I believe they are extending this idea to EDA / chip design tools and algorithms which are also computationally challenging to solve. They have an accepted paper on this for logic synthesis which will come out soon.

[1] "Autonomous Code Evolution Meets NP-Completeness", https://arxiv.org/abs/2509.07367


It should be noted that MaxSAT 2024 did not include z3, as with many competitions. It’s possible (I’d argue likely) that the agent picked up on techniques from Z3 or some other non-competing solver, rather than actually discovering some novel approach.

One problem here is it's very easy to overtune to a past problem set -- even accidentally. You can often significantly improve performance just by changing your random number generator seed until you happen to pick the right assignment for the first few variables of some of the harder problems.
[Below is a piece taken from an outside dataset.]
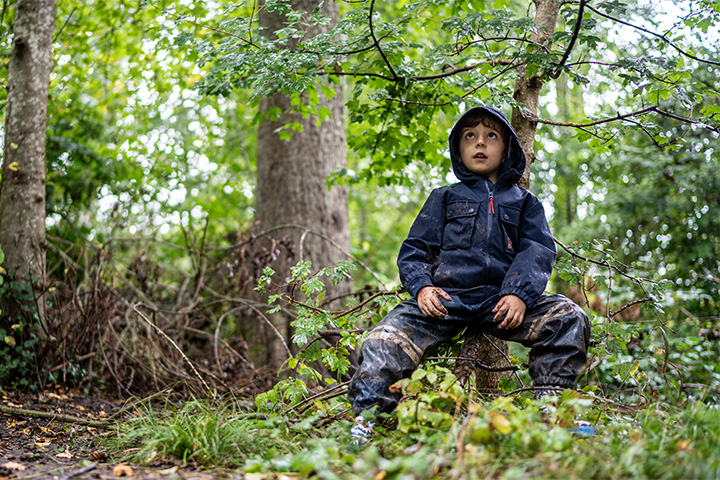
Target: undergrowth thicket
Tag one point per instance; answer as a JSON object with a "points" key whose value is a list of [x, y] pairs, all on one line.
{"points": [[648, 393]]}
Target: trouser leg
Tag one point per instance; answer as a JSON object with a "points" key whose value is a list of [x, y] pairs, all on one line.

It would be interesting to take the resulting solver and apply it to an unknown data set.


Very interesting. For me the key question is whether this kind of agent can generalize to real SAT application domains, not only benchmark instances. In problems like timetabling, encoding choices, auxiliary variables, and branching strategy can matter a lot. If it can help there too, this is a very meaningful direction.
MrToadMan 16 days ago | flag as AI [–]

Not as many changes to the files under library as I expected to see. Most changes seemed to be under a single ‘add stuff’ commit. If some of the solvers are randomised, then repeatedly running and recording best solution found will continually improve over time and give the illusion of the agent making algorithmic advancements, won’t it?
whatever1 15 days ago | flag as AI [–]

I don't understand why autoresearch is presented as a new thing.

It is parameter tuning. We have been doing it for centuries.
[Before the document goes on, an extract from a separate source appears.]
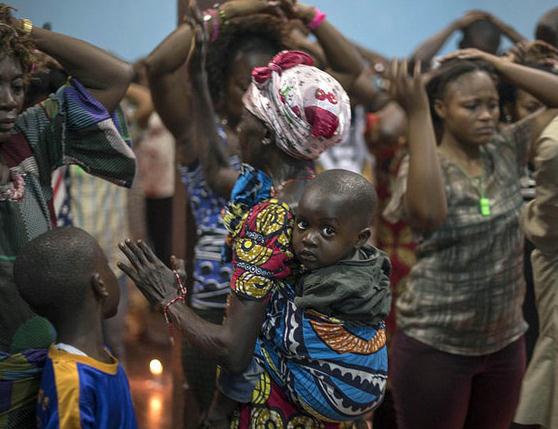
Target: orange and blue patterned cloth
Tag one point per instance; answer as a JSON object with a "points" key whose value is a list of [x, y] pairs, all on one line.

chaisan 15 days ago | flag as AI [–]

sure. in the limit, everything is parameter tuning. with large enough NP-hard problems, the complexity of the search space is big enough that its infeasible to get to a better state by just tuning params in any reasonable amount of time.
toddvik 15 days ago | flag as AI [–]

The framing matters though. When you apply learned heuristics across solver configurations automatically, convergence behavior changes in ways that pure manual tuning rarely achieves. Ran this on 3-SAT benchmarks and the difference was measurable.
ktimespi 16 days ago | flag as AI [–]

sounds like AlphaDev [1] might be a better approach for a problem like this.
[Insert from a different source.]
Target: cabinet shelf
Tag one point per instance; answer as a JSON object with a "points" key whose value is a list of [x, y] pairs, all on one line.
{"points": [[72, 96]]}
[1] https://github.com/google-deepmind/alphadev

chaisan 16 days ago | flag as AI [–]

somewhat
klynch 16 days ago | flag as AI [–]

Somewhat how? AlphaDev finds fixed small programs via RL. SAT solver performance is heavily instance-distribution-dependent — unclear that RL handles that generalization without massive retraining per domain.
gsnedders 16 days ago | flag as AI [–]

What counts as “our cost”? How long it takes to find the MaxSAT?
vertex 16 days ago | flag as AI [–]

To be pedantic: I think "cost" here refers to the objective function value, not just search time. But yes, minimizing total weight of unsatisfied clauses is the standard MaxSAT framing.
chaisan 16 days ago | flag as AI [–]

the sum of the weights of the unsatistied clauses. we want to reduce this number
falcon50 16 days ago | flag as AI [–]

So minimizing that sum is basically the fitness function for the whole search process -- makes the optimization framing click for me. Does the solver handle varying clause weights gracefully or do outliers dominate?
cerved 16 days ago | flag as AI [–]

Would me be nice to try this on lcg (CP-SAT) solvers
tchen 16 days ago | flag as AI [–]

Neat until the solver times out on a production instance at 2am and you're debugging why the agent "improved" it last Tuesday.
chaisan 15 days ago | flag as AI [–]

nice. for which problem?
chaisan 16 days ago | flag as AI [–]

wrt. token usage?
chaisan 16 days ago | flag as AI [–]

its just comparing the cost of the best solution found to the best known cost we had before. O(N). why optimistic?
chaisan 15 days ago | flag as AI [–]

have examples?